Summary
In Pfeil v. Klein (1936), 247 App. Div. 510 [286 N.Y.S. 721, 722], a personal injury action, the court said: "Plaintiff gave no intimation of any claim of damage, beyond $3,000, until the case was fully tried and the jury had been charged, and then asked to amend the complaint so as to demand $20,000 damages.
Summary of this case from Sanguinetti v. Moore Dry Dock Co.Opinion
April 3, 1936.
Appeal from Supreme Court of Chautauqua County.
Clarence G. Pickard, for the appellant Offerle.
David L. Brunstrom, for the appellant Klein.
McKinley L. Phillips [ James A. Hughes with him on the brief], for the respondent.
Present — SEARS, P.J., TAYLOR, EDGCOMB, THOMPSON and CROSBY, JJ.

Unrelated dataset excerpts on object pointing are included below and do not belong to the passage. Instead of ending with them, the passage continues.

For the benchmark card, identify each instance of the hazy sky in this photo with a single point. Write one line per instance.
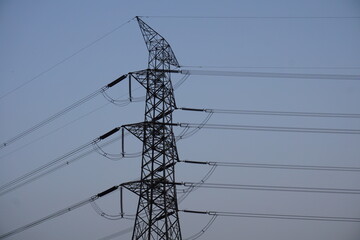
(60, 48)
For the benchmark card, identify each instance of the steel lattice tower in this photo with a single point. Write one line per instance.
(157, 211)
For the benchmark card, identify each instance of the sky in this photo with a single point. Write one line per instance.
(53, 53)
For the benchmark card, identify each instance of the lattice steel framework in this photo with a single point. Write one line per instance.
(157, 211)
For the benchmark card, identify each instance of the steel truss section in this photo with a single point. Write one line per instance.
(157, 212)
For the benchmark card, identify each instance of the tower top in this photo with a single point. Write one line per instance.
(155, 43)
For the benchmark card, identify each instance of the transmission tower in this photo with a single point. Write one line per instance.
(157, 210)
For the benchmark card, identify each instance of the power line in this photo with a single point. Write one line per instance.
(66, 59)
(271, 188)
(62, 112)
(268, 128)
(52, 165)
(117, 234)
(267, 67)
(274, 113)
(114, 101)
(272, 75)
(276, 166)
(255, 17)
(275, 216)
(59, 213)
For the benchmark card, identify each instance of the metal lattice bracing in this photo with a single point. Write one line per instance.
(157, 212)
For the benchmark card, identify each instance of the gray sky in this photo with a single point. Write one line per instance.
(36, 35)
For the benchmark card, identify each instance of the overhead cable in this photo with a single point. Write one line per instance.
(275, 166)
(255, 17)
(52, 165)
(59, 213)
(203, 230)
(269, 128)
(62, 112)
(275, 216)
(273, 113)
(270, 67)
(272, 188)
(272, 75)
(66, 58)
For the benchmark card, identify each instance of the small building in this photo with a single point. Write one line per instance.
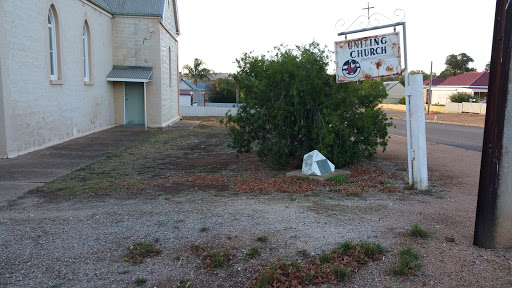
(69, 68)
(395, 91)
(475, 83)
(187, 88)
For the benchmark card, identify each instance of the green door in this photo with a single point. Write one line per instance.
(134, 103)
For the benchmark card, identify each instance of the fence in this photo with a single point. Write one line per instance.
(206, 111)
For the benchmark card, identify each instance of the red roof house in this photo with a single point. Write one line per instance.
(475, 83)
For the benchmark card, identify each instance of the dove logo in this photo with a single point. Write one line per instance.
(351, 68)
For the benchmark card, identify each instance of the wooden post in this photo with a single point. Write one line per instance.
(493, 224)
(429, 96)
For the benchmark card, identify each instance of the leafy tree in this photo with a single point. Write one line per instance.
(197, 72)
(222, 91)
(457, 64)
(291, 106)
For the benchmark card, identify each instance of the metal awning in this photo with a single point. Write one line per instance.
(130, 74)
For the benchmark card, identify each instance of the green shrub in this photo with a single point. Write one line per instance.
(460, 97)
(418, 232)
(222, 91)
(139, 251)
(407, 263)
(291, 106)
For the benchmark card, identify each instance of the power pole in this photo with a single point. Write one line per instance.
(494, 207)
(429, 96)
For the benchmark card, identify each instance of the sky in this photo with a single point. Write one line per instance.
(218, 32)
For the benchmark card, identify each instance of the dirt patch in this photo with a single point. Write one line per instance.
(170, 191)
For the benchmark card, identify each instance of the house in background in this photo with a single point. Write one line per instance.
(69, 68)
(395, 91)
(190, 94)
(475, 83)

Plaintiff's injury occurred December 17, 1933, and the action was started within a few days. The complaint is dated January 16, 1934, and alleges damages of $3,000, for which amount judgment is demanded. In response to a demand for a bill of particulars asking, among other things, for "a statement of any and all other items of every name, nature and description, claimed by plaintiff to contribute to his damage, in the sum of Three Thousand Dollars," plaintiff served a bill of particulars, dated March 9, 1934, making no further claim of damage. Trial was started nearly two years after the cause of action arose, after one mistrial had been due to the illness of a witness. Plaintiff gave no intimation of any claim of damage, beyond $3,000, until the case was fully tried and the jury had been charged, and then asked to amend the complaint so as to demand $20,000 damages. This motion was denied, and then the court granted a motion to conform the pleadings to the proof. The verdict was for $8,000.
The effect of the granting of the motion to conform the pleadings to the proof was to conform the pleading to whatever verdict the jury might find, and this occurring, as it did, in the presence of the jury, carried the implication that the court thought that the proof warranted a verdict larger than $3,000. This caused prejudice to defendants which requires a reversal. ( Sandresky v. Erie R.R. Co., 91 Misc. 67; affd., 171 App. Div. 975; Kenney v. South Shore Natural Gas Fuel Co., 126 id. 236.)
Had the verdict been $3,000 or less no harm would have been done. ( Blackwell v. Finlay, 233 N.Y. 361, 364; Walker v. Bradt, 225 App. Div. 415, 417.)
The judgment and order should be reversed on the law and facts and a new trial ordered, with costs to appellants to abide the event.
All concur.
Judgment and order reversed on the law and the facts and a new trial granted, with costs to the appellants to abide the event.